Shelley and Ed Harris didn't learn how to recognize the different types of cries from their baby, Clinton. Not that they aren't good parents; they are great parents. But, because of Clinton's tracheotomy (a tube inserted in the throat for breathing) as a result of his rare genetic birth defect, he doesn't cry or make sound.
In June 2003, Clinton entered this world as the product of a perfectly normal pregnancy. He was born with Pierre Robin sequence, a combination of birth defects which usually includes a small lower jaw, cleft palate and tendency for the tongue to ball up in the back of the mouth. Pierre Robin occurs in about 5 to 22 babies per every 100,000 births.

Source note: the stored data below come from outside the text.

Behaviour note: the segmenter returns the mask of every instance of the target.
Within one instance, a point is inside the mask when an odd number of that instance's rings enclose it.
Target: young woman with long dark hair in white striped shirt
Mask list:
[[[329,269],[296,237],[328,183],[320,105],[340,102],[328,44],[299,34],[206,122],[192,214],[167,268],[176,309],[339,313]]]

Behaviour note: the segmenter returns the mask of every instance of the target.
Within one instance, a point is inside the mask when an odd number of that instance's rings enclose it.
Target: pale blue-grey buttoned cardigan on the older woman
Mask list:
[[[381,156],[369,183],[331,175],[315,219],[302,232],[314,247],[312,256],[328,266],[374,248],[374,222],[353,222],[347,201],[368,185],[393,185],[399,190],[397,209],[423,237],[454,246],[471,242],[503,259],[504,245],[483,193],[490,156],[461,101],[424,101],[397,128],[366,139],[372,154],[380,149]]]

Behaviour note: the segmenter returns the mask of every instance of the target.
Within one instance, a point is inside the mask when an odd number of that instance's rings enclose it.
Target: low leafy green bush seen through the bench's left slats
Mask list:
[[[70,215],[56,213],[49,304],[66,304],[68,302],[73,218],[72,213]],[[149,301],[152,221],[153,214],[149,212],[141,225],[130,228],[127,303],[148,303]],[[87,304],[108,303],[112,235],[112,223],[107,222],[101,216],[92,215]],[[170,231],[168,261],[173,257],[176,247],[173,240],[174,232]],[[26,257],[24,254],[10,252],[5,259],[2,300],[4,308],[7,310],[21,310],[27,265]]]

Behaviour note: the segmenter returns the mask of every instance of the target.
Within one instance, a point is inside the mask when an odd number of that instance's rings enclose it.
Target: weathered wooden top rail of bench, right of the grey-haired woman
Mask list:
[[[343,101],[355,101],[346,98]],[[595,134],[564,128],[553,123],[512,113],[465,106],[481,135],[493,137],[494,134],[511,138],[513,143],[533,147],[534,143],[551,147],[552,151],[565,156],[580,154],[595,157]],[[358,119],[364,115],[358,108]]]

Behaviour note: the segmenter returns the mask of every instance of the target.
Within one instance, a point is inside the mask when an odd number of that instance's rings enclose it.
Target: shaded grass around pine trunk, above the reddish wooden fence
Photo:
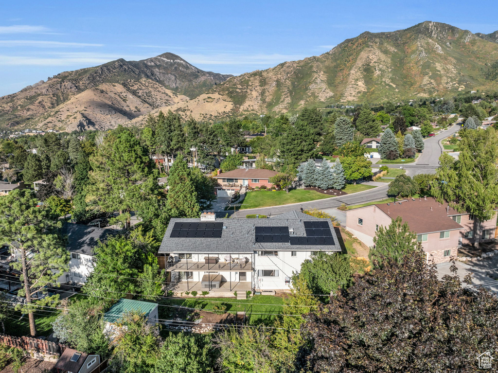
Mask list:
[[[36,324],[36,333],[39,336],[48,337],[52,333],[52,323],[55,321],[60,312],[43,312],[35,311],[34,322]],[[22,337],[29,336],[28,315],[22,315],[19,311],[8,315],[5,323],[5,333],[11,336]]]

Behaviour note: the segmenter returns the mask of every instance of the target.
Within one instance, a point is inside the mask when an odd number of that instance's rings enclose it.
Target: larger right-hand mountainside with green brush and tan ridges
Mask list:
[[[495,34],[490,35],[482,38],[431,21],[393,32],[364,32],[320,56],[231,78],[171,109],[209,119],[492,88],[496,83],[485,73],[498,60],[498,45],[488,40]]]

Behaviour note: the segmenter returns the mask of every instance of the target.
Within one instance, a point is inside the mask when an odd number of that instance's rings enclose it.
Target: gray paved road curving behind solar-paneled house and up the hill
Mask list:
[[[416,162],[403,165],[403,167],[406,169],[406,174],[413,176],[421,173],[435,173],[436,168],[439,166],[439,157],[442,152],[442,146],[439,144],[439,141],[457,132],[460,128],[461,127],[459,124],[455,124],[452,127],[437,134],[436,136],[426,139],[424,141],[425,143],[424,151],[418,157]],[[392,164],[389,165],[389,167],[399,167],[399,166],[401,165],[392,165]],[[346,205],[358,205],[365,202],[385,199],[387,198],[387,188],[388,184],[386,183],[385,185],[378,186],[373,189],[350,194],[343,197],[327,198],[318,201],[296,203],[291,205],[241,210],[233,214],[232,217],[242,218],[248,214],[260,214],[260,215],[271,216],[271,215],[282,214],[287,211],[299,210],[301,208],[303,209],[317,208],[319,210],[337,209],[343,203]]]

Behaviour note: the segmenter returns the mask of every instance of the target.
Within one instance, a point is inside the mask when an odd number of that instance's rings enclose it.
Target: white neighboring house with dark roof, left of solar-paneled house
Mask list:
[[[66,223],[62,228],[62,234],[67,235],[66,248],[70,252],[71,258],[69,260],[69,272],[59,277],[59,282],[85,283],[94,268],[94,249],[99,242],[103,242],[108,236],[114,235],[114,231]]]

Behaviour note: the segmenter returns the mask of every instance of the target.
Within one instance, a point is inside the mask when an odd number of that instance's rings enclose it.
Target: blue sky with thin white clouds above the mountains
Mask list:
[[[0,96],[62,71],[176,53],[242,74],[425,20],[498,29],[498,1],[2,1]]]

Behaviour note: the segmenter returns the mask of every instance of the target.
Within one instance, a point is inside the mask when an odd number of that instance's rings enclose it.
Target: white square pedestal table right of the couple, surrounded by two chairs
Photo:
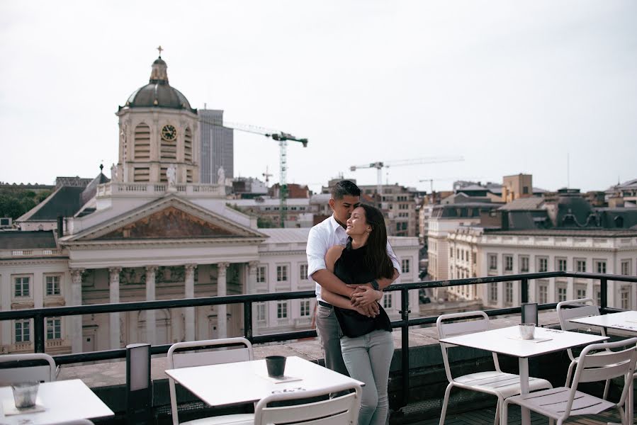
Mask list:
[[[529,394],[529,357],[563,351],[566,348],[584,346],[608,339],[607,336],[580,334],[577,332],[558,331],[538,327],[535,329],[535,339],[524,341],[519,339],[517,326],[488,331],[476,332],[443,338],[440,341],[446,344],[478,348],[518,358],[520,391]],[[539,342],[542,340],[541,342]],[[531,423],[529,409],[522,409],[522,424]]]

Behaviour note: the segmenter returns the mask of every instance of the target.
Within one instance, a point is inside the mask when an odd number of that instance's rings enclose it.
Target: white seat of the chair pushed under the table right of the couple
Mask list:
[[[459,387],[482,390],[491,394],[497,392],[504,398],[520,393],[520,376],[513,373],[497,372],[497,370],[469,373],[468,375],[454,378],[453,382]],[[551,388],[551,382],[545,379],[529,377],[529,391],[546,388]]]

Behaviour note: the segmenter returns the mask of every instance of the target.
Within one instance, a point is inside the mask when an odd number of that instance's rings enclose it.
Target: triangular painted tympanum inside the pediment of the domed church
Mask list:
[[[192,237],[238,236],[230,230],[169,207],[93,240],[113,239],[184,239]]]

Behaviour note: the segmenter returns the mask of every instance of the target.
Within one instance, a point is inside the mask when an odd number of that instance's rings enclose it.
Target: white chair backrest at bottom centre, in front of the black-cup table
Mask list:
[[[340,397],[329,398],[329,393],[354,390]],[[294,404],[292,406],[267,407],[271,402],[311,399],[326,396],[319,402]],[[321,390],[279,392],[269,395],[257,403],[254,409],[254,425],[303,424],[303,425],[356,425],[361,409],[361,386],[349,384],[331,385]]]

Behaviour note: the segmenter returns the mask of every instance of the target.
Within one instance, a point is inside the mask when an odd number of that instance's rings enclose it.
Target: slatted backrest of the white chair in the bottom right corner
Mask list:
[[[612,351],[618,348],[618,351]],[[617,403],[619,406],[623,405],[633,380],[636,361],[637,338],[586,346],[577,361],[566,414],[569,414],[573,406],[575,391],[580,382],[598,382],[624,376],[624,390]]]

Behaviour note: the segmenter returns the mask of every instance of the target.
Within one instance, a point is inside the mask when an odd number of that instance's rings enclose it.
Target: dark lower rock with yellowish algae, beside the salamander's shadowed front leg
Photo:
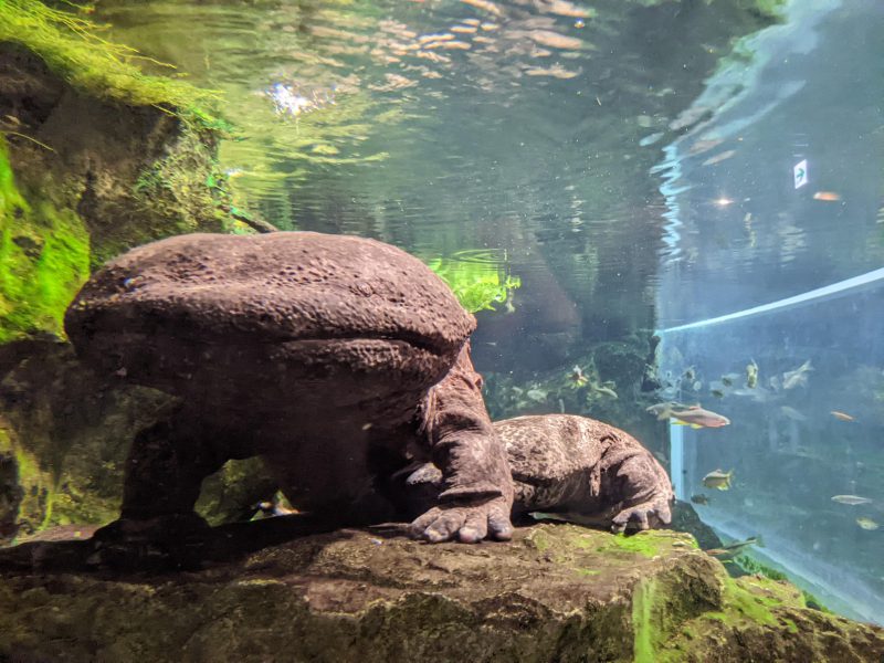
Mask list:
[[[171,402],[159,391],[101,379],[66,343],[0,346],[0,457],[9,455],[18,471],[19,534],[113,519],[131,431]]]

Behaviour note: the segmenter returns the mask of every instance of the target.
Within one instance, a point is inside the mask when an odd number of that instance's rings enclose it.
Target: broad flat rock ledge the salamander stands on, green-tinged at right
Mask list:
[[[884,630],[732,580],[690,535],[340,530],[198,572],[0,578],[0,660],[880,661]]]

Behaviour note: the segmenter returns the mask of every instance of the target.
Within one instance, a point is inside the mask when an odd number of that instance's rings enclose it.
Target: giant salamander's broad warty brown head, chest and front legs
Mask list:
[[[119,256],[65,329],[96,369],[181,406],[137,435],[105,535],[198,525],[202,478],[261,455],[297,508],[340,524],[413,511],[391,477],[432,460],[446,490],[415,535],[508,538],[513,487],[470,360],[474,327],[420,261],[372,240],[193,234]]]

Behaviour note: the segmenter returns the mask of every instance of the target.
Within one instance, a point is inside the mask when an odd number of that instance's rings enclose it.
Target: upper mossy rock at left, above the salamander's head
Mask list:
[[[73,11],[0,3],[0,343],[63,337],[90,269],[126,249],[233,227],[212,93],[136,62]]]

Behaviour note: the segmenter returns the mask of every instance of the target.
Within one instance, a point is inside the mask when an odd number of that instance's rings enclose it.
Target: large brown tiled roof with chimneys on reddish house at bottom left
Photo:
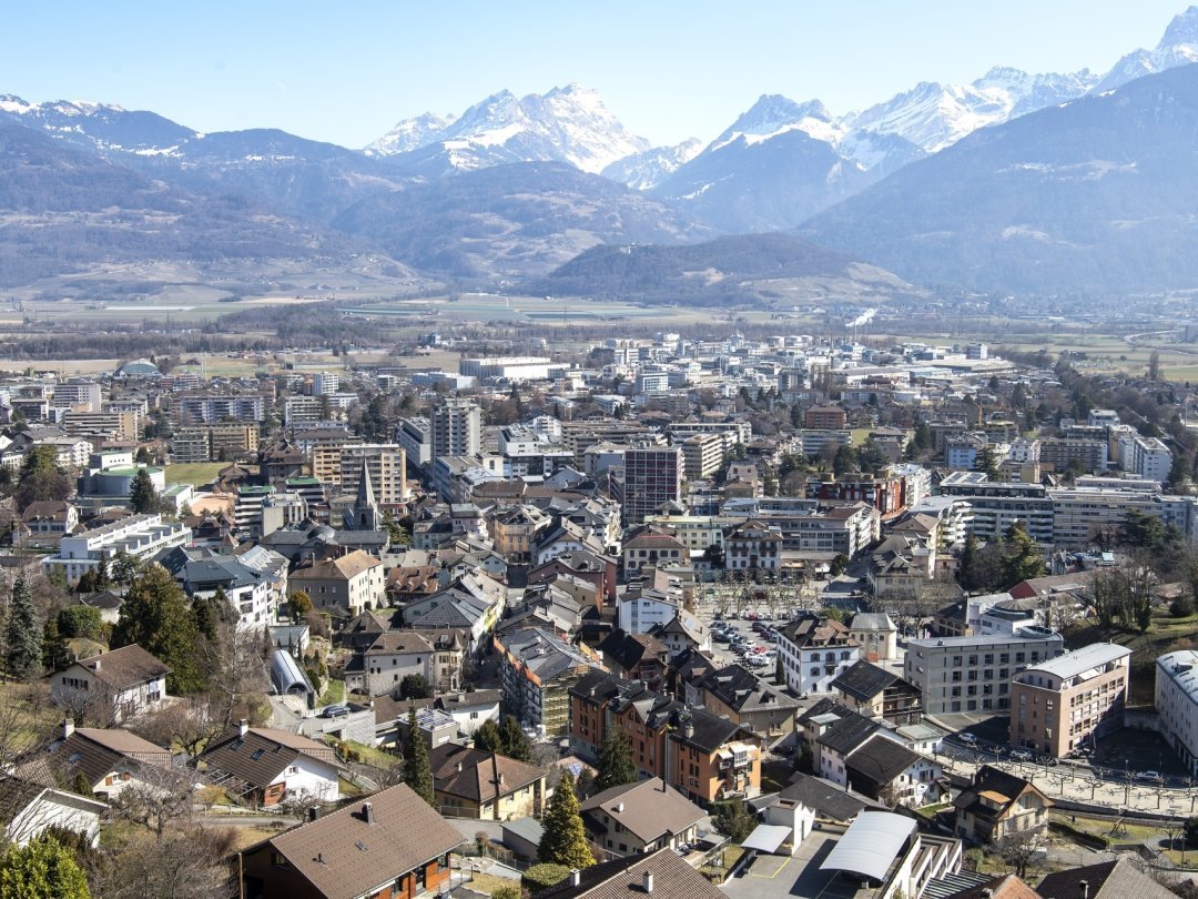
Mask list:
[[[374,823],[367,822],[365,803]],[[465,838],[400,784],[267,843],[321,895],[352,899],[456,849]]]

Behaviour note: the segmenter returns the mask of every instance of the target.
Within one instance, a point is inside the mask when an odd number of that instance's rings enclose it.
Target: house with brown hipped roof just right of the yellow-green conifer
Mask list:
[[[694,843],[707,816],[659,777],[597,792],[581,811],[591,841],[617,858]]]

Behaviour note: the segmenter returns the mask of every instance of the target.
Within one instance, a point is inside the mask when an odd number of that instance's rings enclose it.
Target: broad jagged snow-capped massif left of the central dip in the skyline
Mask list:
[[[440,155],[453,169],[479,169],[509,162],[568,162],[598,174],[627,156],[649,149],[604,105],[599,95],[577,84],[516,98],[500,91],[441,127],[435,116],[399,122],[368,152],[413,155],[426,167]],[[398,158],[397,162],[403,162]]]

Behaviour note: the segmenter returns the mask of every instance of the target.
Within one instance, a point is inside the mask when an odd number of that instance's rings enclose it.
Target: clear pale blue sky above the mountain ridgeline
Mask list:
[[[761,93],[863,108],[994,65],[1108,68],[1162,0],[459,0],[8,4],[0,93],[152,109],[201,131],[363,146],[507,88],[597,89],[654,143],[715,137]]]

A byproduct of the birth defect is respiratory distress. Immediately after Clinton's birth, he wasn't breathing. Michael Wagnon, DO, Shannon Clinic pediatrician, and the nursery nurses detected an internal cleft palate and the appearance of the syndrome. Within six hours, Clinton was at Cook Children's Medical Center in Fort Worth, where he would spend the first six weeks of his life.
"We were very traumatized when Clinton was born," says Shelley. "I worked until the morning I delivered Clinton and had no inclination that anything was wrong. I knew something was wrong at birth because his color was bad. When I went to the neonatal intensive care unit, I held him briefly for a minute before he was airlifted to Fort Worth. Ed and I were just numb."
After six weeks, Clinton came home and the Harrises began learning how to care for him. Clinton's tracheotomy requires frequent suctioning. As with many Pierre Robin babies, Clinton is fed through a tube and has reflux issues.
"He doesn't make typical baby sounds, but he does make his own unique types of sound and we know them all very well," Shelly says. "Clinton is a wonderful child and is the best thing to ever happen to Ed and me. He is so very happy and rarely gets mad. Because we cannot leave him alone quite yet, Ed and I spend most of our waking moments with Clinton and that is a blessing."